Déjà, il faut trouver des pistes cyclables, parce que sorti des grands axes, ou des zones touristiques, elles sont assez rares dans la ville. Ensuite, on doit faire face aux incivilités : en effet, certaines personnes ont tendance à les confondre avec des dépose-minutes ou des places de parking selon les cas. Puis, quand il y a des travaux, les pistes sont annexées, parfois pour plusieurs jours, sans déviation sécurisée bien évidemment. La cohabitation est également compliquée avec les automobilistes, le plus souvent de manière inconsciente, mais pas que. Chaque jour, je me fais griller des priorités ou une voiture passe trop vite et trop à côté de moi, au risque de me renverser. Même en faisant abstraction de tout cela, il reste l’état des routes, surtout lorsque l’on s’éloigne du centre-ville : nids de poule et bouches d’égout plus ou moins de niveau se mettent soudain à fleurir dans tous les sens ! Un vrai bonheur !

Le triporteur participant à un atelier “Porteur de Paroles” avec le Collectif pour Romans.

Les cyclistes ne sont clairement pas considéré·es par la ville de Romans : il suffit de regarder l’étroitesse des pistes cyclables sur la place Jean Jaurès… après les travaux ! Les voitures sont tellement proches de nous que nous risquons à tout moment de nous faire heurter par des rétros. Mais au moins, il y en a, ce n’est pas le cas de la plupart des rues… Enfin, sauf à côté de Marques Avenues, car là, sur une petite portion de route, nous avons LA piste cyclable réellement spacieuse et sécurisante de Romans.

Être cycliste dans ces conditions, c’est un acte militant et engagé ! ​

Mon triporteur, je l’utilise au quotidien pour mes déplacements privés et professionnels. Il y a 4 places pour enfants dedans. Je les promène régulièrement, elles·ils adorent ça. Même quand nous partons sous la pluie ! Pour ma part, je suis plus partagée puisque contrairement à eux·elles, je n’ai pour unique protection qu’un poncho imperméable et mon casque… Je pourrais aussi bien utiliser ma voiture. Cependant, je pense que préserver l’environnement commence par de petits gestes de tous les jours et tant pis, si je dois être un peu mouillée ! Bien sûr, je préfère pédaler lorsqu’il fait beau et sec ! 🙂

Des pistes inspirantes !

Copenhague et Amsterdam sont actuellement classées parmi les meilleures villes d’Europe pour les cyclistes, mais certaines villes françaises ont déjà commencé à développer la place des vélos, c’est notamment le cas à Strasbourg, Bordeaux, Paris, Nantes etc.
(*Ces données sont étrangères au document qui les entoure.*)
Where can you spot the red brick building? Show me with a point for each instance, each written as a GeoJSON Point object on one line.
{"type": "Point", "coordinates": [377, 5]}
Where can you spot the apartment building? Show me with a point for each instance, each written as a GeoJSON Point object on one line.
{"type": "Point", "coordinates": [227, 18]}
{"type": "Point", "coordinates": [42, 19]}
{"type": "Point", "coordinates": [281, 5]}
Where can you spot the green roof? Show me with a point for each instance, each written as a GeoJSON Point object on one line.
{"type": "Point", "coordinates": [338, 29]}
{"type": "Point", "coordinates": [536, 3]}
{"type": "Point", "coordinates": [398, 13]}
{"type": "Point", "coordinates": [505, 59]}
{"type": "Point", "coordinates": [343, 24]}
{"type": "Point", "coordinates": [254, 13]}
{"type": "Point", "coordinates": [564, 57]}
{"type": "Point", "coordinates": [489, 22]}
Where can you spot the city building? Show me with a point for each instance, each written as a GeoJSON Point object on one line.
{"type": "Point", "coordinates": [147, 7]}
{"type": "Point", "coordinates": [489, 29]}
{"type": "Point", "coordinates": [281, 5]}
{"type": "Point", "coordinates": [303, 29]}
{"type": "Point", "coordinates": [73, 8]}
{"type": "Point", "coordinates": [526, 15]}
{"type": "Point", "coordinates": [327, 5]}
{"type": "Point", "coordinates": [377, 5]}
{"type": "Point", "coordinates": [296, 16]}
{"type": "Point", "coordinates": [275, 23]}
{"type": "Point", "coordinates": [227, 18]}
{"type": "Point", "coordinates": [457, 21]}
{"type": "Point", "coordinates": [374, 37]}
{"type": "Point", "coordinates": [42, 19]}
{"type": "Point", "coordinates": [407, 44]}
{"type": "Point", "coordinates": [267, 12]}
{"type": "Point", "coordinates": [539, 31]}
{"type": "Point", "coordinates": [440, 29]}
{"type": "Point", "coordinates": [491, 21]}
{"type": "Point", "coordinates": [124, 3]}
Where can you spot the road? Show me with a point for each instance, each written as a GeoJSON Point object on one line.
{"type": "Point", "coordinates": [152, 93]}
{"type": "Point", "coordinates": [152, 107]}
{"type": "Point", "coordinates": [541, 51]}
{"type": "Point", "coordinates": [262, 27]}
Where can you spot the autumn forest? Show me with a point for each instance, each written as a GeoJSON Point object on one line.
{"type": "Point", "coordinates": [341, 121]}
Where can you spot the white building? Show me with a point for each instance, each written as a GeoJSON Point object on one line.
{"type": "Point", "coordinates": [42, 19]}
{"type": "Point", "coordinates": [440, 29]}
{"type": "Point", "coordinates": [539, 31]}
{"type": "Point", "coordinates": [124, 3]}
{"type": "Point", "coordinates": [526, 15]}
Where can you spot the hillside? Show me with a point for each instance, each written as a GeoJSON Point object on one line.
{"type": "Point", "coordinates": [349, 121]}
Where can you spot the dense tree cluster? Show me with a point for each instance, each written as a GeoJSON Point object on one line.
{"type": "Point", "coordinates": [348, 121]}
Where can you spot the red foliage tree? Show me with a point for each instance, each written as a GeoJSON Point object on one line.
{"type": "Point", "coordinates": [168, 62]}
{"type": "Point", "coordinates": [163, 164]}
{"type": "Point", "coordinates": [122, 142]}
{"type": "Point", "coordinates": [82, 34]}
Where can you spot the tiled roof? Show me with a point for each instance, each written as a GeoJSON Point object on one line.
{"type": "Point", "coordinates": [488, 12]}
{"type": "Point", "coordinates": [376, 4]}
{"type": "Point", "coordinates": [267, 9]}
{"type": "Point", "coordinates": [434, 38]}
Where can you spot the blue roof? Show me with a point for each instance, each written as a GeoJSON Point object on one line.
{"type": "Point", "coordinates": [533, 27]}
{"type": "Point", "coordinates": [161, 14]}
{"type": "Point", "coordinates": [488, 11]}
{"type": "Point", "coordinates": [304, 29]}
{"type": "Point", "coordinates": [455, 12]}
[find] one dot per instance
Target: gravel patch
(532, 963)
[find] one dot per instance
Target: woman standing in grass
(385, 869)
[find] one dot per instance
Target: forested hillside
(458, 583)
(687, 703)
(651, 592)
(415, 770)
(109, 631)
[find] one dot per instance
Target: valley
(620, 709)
Parking à vélos à la gare d'Amsterdam (10 000 places)
La Cykelslangen Bike Lane de Copenhage, rampe uniquement destinée aux vélos et aux piétons

La FUB (Fédération française des Usagers de la Bicyclette) a organisé du 9 septembre au 30 novembre 2019 une enquête nationale “Baromètre Parlons vélo des villes cyclables 2019”. Les citoyen·nes étaient invité·es à s’exprimer sur la place des vélos dans les villes où elles·ils pédalent, qu’elles·ils soient habitant·es ou usager·ères. Les résultats ont été communiqués les 6 et 7 février 2020 lors du 20e congrès de la FUB à Bordeaux. Ils devraient permettre de placer la question des déplacements vélo au coeur des débats pour les élections municipales.

Les freins les plus fréquents aux déplacements en vélo sont le sentiment d’insécurité, le manque d’accessibilité des vélos (personnel ou en location) et le vol. À Romans, à part 6 stations de vélo installés en 6 ans, à des endroits plus ou moins stratégiques (Cité de la Musique, gare, quais de l’Isère, place Zamenhof, place Jean Jaurès et évidemment  Marques Avenue), il n’y a pas eu de réelle amélioration. Vous pourrez trouver d’ailleurs à la fin de cet article tous les commentaires écrits par les habitant·es et usager·ères de la ville à ce sujet lors de l’enquête de la FUB.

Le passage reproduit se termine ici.